We see Wife literally crawling through snowy mountains that have never been touched by humans, all the while thinking she can still catch up with the hikers. Hikers who had obviously never been there. The movie cuts back to Marytr, still on the side of the river (I wonder why she didn't just put him in it?), waiting patiently as he freezes to death, never thinking that perhaps that dead guy in the cave up there might have some coats, boots, gloves, pants, underwear, and whatever else Martyr gave him that he won't be using anymore. We're supposed to believe that Wife went crawling and stumbling forEVER, which she did, and did she find help? Of course she did. She accidentally wanders into the city they started from. No joke. These idiots have been lost for weeks and she crawls back in a day? Why wasn't she put in charge from the beginning?
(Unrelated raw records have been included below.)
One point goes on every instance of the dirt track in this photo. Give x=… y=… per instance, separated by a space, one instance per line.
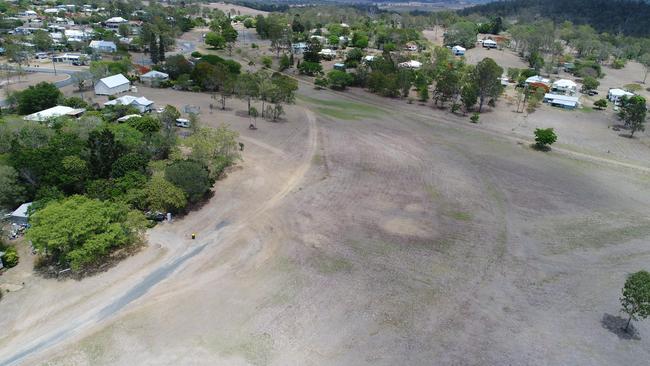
x=354 y=234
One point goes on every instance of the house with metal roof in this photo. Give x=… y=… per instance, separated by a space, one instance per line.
x=112 y=85
x=142 y=104
x=103 y=46
x=54 y=112
x=153 y=77
x=562 y=101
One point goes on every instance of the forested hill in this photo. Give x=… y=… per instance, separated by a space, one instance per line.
x=630 y=17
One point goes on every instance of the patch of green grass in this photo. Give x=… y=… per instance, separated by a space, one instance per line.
x=594 y=232
x=256 y=349
x=326 y=264
x=461 y=216
x=372 y=248
x=344 y=110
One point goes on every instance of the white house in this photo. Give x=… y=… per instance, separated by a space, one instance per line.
x=369 y=58
x=54 y=112
x=411 y=46
x=299 y=47
x=615 y=95
x=28 y=14
x=67 y=58
x=562 y=101
x=410 y=64
x=112 y=85
x=20 y=216
x=103 y=46
x=154 y=76
x=115 y=22
x=488 y=43
x=142 y=104
x=128 y=117
x=458 y=51
x=564 y=86
x=538 y=80
x=77 y=35
x=327 y=54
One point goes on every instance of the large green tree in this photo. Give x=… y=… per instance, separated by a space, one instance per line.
x=486 y=76
x=79 y=231
x=11 y=192
x=38 y=97
x=192 y=177
x=633 y=112
x=635 y=300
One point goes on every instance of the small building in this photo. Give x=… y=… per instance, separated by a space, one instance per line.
x=411 y=46
x=327 y=54
x=615 y=95
x=20 y=215
x=77 y=35
x=115 y=22
x=562 y=101
x=564 y=86
x=28 y=14
x=142 y=104
x=128 y=117
x=112 y=85
x=153 y=77
x=488 y=43
x=538 y=80
x=458 y=51
x=103 y=46
x=54 y=112
x=299 y=47
x=412 y=64
x=369 y=58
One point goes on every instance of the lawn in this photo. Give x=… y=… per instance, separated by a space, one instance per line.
x=343 y=110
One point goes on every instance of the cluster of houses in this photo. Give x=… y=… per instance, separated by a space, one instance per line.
x=108 y=86
x=63 y=30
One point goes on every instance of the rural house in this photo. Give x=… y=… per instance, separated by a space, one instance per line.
x=112 y=85
x=142 y=104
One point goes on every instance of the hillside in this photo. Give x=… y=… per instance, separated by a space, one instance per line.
x=629 y=17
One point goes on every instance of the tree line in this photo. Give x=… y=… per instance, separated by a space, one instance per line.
x=92 y=180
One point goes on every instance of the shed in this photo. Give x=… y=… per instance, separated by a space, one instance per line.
x=564 y=86
x=615 y=95
x=112 y=85
x=154 y=76
x=327 y=54
x=538 y=80
x=488 y=43
x=458 y=50
x=142 y=104
x=19 y=216
x=562 y=101
x=410 y=64
x=54 y=112
x=103 y=46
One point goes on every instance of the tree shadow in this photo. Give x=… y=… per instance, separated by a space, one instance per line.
x=616 y=325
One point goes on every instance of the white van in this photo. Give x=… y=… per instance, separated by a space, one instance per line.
x=182 y=122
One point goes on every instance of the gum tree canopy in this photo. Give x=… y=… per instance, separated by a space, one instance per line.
x=79 y=231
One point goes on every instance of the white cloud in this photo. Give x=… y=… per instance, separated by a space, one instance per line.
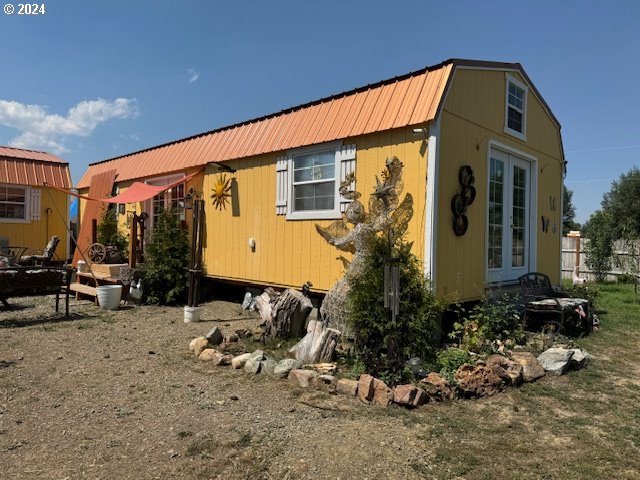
x=193 y=75
x=47 y=131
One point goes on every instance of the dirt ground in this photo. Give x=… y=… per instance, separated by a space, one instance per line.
x=118 y=395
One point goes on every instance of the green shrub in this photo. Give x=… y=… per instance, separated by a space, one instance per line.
x=488 y=323
x=164 y=275
x=381 y=344
x=449 y=360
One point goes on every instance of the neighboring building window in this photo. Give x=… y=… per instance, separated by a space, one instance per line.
x=308 y=180
x=516 y=108
x=13 y=202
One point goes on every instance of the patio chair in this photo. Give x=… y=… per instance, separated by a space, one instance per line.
x=541 y=303
x=44 y=257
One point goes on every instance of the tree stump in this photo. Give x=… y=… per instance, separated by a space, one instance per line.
x=317 y=345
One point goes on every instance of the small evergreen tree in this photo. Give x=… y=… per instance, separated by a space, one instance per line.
x=383 y=345
x=599 y=249
x=165 y=276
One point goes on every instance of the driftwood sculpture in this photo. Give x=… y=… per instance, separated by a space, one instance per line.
x=386 y=214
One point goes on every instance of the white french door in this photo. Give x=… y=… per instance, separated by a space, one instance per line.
x=509 y=242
Oh wait, she was following those hikers, not trying to find the city, so logic would tell us had she been looking for the city, she would instead have found Hell. Or something like that. Anyway, she wasn't in charge for good reason.
So Helicopter guy takes her up and they start looking for Martyr. "I left him next to a river." "What, not in it?" (But I kid these retards.) She gives very helpful clues like, "We were around a bend in the river," and, "I think we were near some trees." Of course, they find Martyr, still waiting patiently for death. They yell down to him that they can't reach him on the banks of the river; he'll have to get in the river to reach him. Of course. What is it with these people and getting in the water in subfreezing conditions? When they get back to the city, they find Head Guide and Cook and Martyr more or less tells them they're going to hell for leaving them. Sounds good to me.
They get home to the States, Martyr loses his toes and fingers due to frostbite, and they all go on and on about how grateful they are to be alive. Indeed, Idiots. And it is here that I have to take serious issue with this being a true story. Without the aid of Hollywood (or whatever back alley company made this film) this couple would have died years ago with a collective hand on a fork in a light socket, and you and I both know it. People that stupid simply cannot survive something like that without artistic license on their side.
Even after reading this, if you have Comcast on Demand and a free hour and a half, check it out. You honestly can't go wrong with a movie like that.